In Part 1, we laid the groundwork for our Git implementation by creating the basic repository structure.
We implemented the .gitgo
directory setup with all necessary subdirectories (objects, refs, heads) and initialized the HEAD file to track our current branch.
Now let’s dive into how Git actually stores file contents using blobs.
What are Blobs?
Think of blobs as snapshots of your file contents. When you stage a file in Git, its content gets stored as a blob. When storing blobs, git doesn’t care about file name nor file permissions - a blob only stores the raw content of your file.
For example, if you have a file hello.txt
containing:
Hello, World!
And you go on and stage this file, git will do the following:
- Take this content
- Add a header
- Calculate SHA-1 hash
- Compress it
- Store it in the objects directory(one we created in part 1)
The actual stored format will look something like this:
blob 13\0Hello, World!
Lets examine this:
- We put blob so we can identify the object type when we need to
- “13” is the content length of the message “Hello, World!”

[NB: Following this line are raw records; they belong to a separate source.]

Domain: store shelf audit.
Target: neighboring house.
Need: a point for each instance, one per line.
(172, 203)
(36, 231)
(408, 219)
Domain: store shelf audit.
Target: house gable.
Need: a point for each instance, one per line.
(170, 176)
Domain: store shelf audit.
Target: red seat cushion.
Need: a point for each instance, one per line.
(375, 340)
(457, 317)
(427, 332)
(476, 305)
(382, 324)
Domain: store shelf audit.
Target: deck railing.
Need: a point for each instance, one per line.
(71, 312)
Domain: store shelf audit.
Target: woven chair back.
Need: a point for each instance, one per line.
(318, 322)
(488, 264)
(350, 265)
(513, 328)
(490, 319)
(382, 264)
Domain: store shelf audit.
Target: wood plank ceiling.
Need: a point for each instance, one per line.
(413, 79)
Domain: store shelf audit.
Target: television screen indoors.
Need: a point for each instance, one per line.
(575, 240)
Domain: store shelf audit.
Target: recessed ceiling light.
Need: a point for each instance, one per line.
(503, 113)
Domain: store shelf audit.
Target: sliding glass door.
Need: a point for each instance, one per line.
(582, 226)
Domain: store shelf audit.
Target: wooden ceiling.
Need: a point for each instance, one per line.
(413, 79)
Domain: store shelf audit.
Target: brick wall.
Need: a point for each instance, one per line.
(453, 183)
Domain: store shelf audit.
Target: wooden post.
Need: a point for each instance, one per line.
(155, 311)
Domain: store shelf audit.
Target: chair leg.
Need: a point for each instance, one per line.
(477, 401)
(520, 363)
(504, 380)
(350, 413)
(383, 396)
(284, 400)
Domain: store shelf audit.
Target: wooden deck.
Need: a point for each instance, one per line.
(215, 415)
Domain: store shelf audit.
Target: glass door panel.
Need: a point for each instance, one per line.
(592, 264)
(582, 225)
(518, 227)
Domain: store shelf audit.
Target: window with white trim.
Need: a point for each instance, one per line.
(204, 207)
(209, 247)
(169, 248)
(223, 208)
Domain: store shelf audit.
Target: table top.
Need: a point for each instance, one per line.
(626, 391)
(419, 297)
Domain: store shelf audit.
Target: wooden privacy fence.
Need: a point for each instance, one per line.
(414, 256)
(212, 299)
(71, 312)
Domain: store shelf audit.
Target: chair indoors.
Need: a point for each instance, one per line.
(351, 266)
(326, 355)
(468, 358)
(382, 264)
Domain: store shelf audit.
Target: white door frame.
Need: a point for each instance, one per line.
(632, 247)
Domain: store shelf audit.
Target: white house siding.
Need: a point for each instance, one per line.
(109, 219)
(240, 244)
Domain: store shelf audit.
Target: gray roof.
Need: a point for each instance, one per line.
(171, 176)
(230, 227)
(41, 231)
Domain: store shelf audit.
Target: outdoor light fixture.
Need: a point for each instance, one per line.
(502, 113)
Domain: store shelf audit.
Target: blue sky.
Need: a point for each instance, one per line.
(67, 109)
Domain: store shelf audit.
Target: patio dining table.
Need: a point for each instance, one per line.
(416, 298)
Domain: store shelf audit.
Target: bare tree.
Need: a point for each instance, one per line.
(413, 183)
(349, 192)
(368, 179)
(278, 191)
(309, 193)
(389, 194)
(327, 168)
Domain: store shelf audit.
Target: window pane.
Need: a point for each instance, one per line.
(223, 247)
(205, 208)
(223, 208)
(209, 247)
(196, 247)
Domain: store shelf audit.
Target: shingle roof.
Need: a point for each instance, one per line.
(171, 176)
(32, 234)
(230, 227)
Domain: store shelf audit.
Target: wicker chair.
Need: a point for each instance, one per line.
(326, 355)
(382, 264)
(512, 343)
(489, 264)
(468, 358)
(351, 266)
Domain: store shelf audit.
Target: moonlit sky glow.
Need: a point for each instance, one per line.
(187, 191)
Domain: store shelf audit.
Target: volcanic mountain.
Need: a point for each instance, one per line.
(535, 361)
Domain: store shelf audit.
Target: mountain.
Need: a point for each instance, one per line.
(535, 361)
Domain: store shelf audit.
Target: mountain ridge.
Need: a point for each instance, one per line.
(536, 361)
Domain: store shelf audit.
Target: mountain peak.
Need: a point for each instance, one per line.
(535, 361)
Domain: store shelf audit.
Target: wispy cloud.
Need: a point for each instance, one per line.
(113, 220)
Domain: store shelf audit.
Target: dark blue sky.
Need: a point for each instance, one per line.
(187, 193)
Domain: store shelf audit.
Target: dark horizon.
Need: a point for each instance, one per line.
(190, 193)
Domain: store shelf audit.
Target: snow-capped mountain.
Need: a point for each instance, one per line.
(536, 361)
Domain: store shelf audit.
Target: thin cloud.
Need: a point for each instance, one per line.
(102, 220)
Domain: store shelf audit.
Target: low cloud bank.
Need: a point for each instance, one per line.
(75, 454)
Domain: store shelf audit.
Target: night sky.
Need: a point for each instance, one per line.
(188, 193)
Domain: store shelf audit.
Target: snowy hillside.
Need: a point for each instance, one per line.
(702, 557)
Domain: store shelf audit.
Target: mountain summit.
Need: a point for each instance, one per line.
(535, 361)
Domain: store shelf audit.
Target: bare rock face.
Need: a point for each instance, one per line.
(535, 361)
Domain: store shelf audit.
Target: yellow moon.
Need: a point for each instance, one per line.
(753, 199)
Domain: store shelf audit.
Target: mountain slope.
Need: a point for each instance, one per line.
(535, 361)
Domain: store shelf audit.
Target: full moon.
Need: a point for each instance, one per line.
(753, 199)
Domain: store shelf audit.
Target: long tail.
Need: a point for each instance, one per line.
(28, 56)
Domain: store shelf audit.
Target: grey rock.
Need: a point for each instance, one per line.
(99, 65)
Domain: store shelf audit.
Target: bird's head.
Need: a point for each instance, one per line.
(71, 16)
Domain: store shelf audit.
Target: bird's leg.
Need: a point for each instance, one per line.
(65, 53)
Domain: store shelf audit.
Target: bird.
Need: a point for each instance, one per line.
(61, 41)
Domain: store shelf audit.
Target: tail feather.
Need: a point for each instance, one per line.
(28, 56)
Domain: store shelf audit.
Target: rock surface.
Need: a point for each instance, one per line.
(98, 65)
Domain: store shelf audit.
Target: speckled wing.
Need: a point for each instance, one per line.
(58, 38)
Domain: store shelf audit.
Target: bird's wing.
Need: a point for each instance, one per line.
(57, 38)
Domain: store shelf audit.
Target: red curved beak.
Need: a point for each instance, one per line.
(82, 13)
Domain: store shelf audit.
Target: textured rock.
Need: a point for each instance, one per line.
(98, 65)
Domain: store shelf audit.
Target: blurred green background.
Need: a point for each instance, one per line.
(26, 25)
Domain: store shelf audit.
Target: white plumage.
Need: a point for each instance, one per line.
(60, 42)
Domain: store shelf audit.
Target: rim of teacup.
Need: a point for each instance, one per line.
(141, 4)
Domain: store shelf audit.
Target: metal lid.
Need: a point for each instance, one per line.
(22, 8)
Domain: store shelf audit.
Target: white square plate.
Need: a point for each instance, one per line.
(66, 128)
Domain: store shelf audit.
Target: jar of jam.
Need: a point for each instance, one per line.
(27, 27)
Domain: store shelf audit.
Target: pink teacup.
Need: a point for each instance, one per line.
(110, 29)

- \0 is null byte seperator
- Followed by actual content
Content-Adressable Storage
Personally, one of Git’s most clever feature(there are many) is how it stores these blobs. Instead of using filenames, Git uses the SHA-1 hash of the blob’s content as its identifier. This means:
- The same content always gets the same hash
- Different content always gets different hashes
- You can find any content if you know its hash
Understanding blob storage
Before we dive into code, let’s understand how Git organizes blobs in objects
directory:
.gitgo/objects/
├── e9/
│ └── 65047ad7c7a7de... # Our "Hello, World!" blob
├── a4/
│ └── 2f243... # Another blob
└── 8b/
└── 137891... # Yet another blob
Now how did we get those directories you may ask? Well SHA-1 function will always create hash with 40 characters. We will use the first two for directory name, while rest of the content(38 in length) will be used as file name.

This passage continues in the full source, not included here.